Estas tensiones políticas domésticas están detrás de la insistencia del gobierno de Estados Unidos para que México actualizara su institucionalidad para reconocer y garantizar estos derechos, concretamente la reforma al sistema de justicia laboral y a las condiciones de la representación sindical. Pero también explican la posición norteamericana de incluir un capítulo laboral (23 y Anexo 23-A), en el que se fijaran compromisos, obligaciones de armonización legislativa, mecanismos de cumplimiento y posibles represalias comerciales (suspensión de exportaciones a empresas, por ejemplo), con clara dedicatoria a México. La primera ronda de negociaciones, bajo la administración anterior y la anuencia explícita de la entrante, concluyó con un paquete de deberes nada despreciable en materia laboral, que incluye de hecho una cláusula que obliga a México a revisar todos sus contratos colectivos en un plazo de 4 años a partir de su entrada en vigor. En pocas palabras: se aceptó la titánica tarea de adaptar las relaciones laborales colectivas a los nuevos estándares laborales, tanto aquellos que provienen de las tres reformas recientes como los que impuso el nuevo tratado de libre comercio.

Los compromisos suscritos en esa primera ronda no fueron suficientes para atemperar la presión sindical y política de grupos de presión relevantes en Estados Unidos. Los gobiernos y negociadores pecaron de ingenuidad. En cierto modo pensaron que desactivar la implosión del TLC con una renegociación medianamente presentable, bastaba para pasar de página. El resultado negociado se enfrentó pronto a la objeción sobre la ausencia de instrumentos para asegurar que México acataría las nuevas reglas del juego, particularmente en cuanto a las condiciones laborales mínimas de la plataforma mexicana de exportación.

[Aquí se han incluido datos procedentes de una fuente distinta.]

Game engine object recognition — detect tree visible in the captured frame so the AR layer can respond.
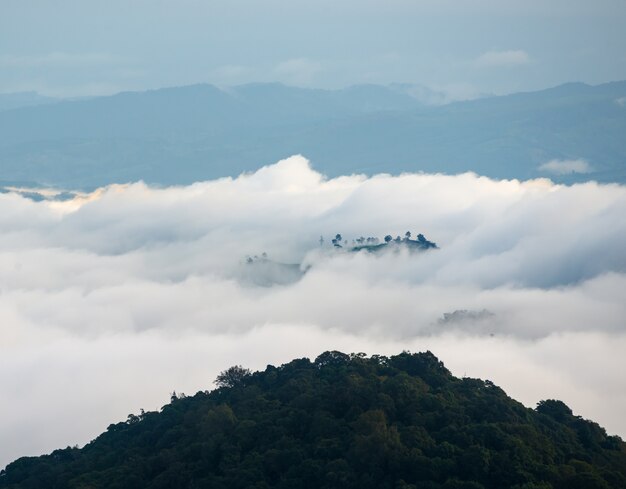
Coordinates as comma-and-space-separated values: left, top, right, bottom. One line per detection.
213, 365, 250, 387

Sí, los inspectores in situ, los mecanismos de "respuesta rápida" en contra de empresas que falseen sus relaciones laborales, los paneles para la solución de disputas sobre el grado de cumplimiento de las partes, han estado invariablemente sobre la mesa, tal y como lo denunció en su tiempo el empresariado mexicano. Los demócratas y una buena parte de los republicanos en el Congreso norteamericano, con el ingrediente de la víspera electoral presidencial, no han engañado más que a los que se quieren autoengañar: no habría T-MEC sin garantías eficaces de cumplimiento a nivel nacional y, especialmente, para el caso de México. Y, al parecer, lo lograron sin que el gobierno mexicano cobrara conciencia de lo que estaba en juego.

No hay margen de sorpresa en los contenidos de la ley de implementación que se presentó en Estados Unidos y que desnudó la frivolidad e impericia con la que el gobierno mexicano firmó y ratificó el protocolo modificatorio del T-MEC. Las posiciones y el contexto de la negociación no dejan lugar a dudas de lo que pretendía la contraparte estadounidense. Sabíamos que esta administración desprecia la técnica y la disciplina de la gestión pública, pero no al extremo de tomar decisiones a ciegas, ni bajo las cautelas básicas que impone el sentido común. Un equipo negociador integrado por una sola persona que no tiene más que su palabra para validar los términos de lo que pactó. El gobierno que dice sí a todo y se apresura, sin textos traducidos y aceptados, a cantar victoria. El Senado que ratifica la claudicación en una ominosa reedición de aquellas oficialías de partes de la hegemonía priista, sin escuchar las sensatas advertencias de la oposición. El preocupante silencio presidencial frente a la deshonra.

El episodio es una muestra sintomática de las formas de gestión de esta nueva administración: una mala mezcla entre impericia e ingenuidad. Una modalidad de corrupción de lo público: la de la negligencia supina. Una lenta forma de robo del patrimonio más sagrado que tiene una sociedad: su futuro.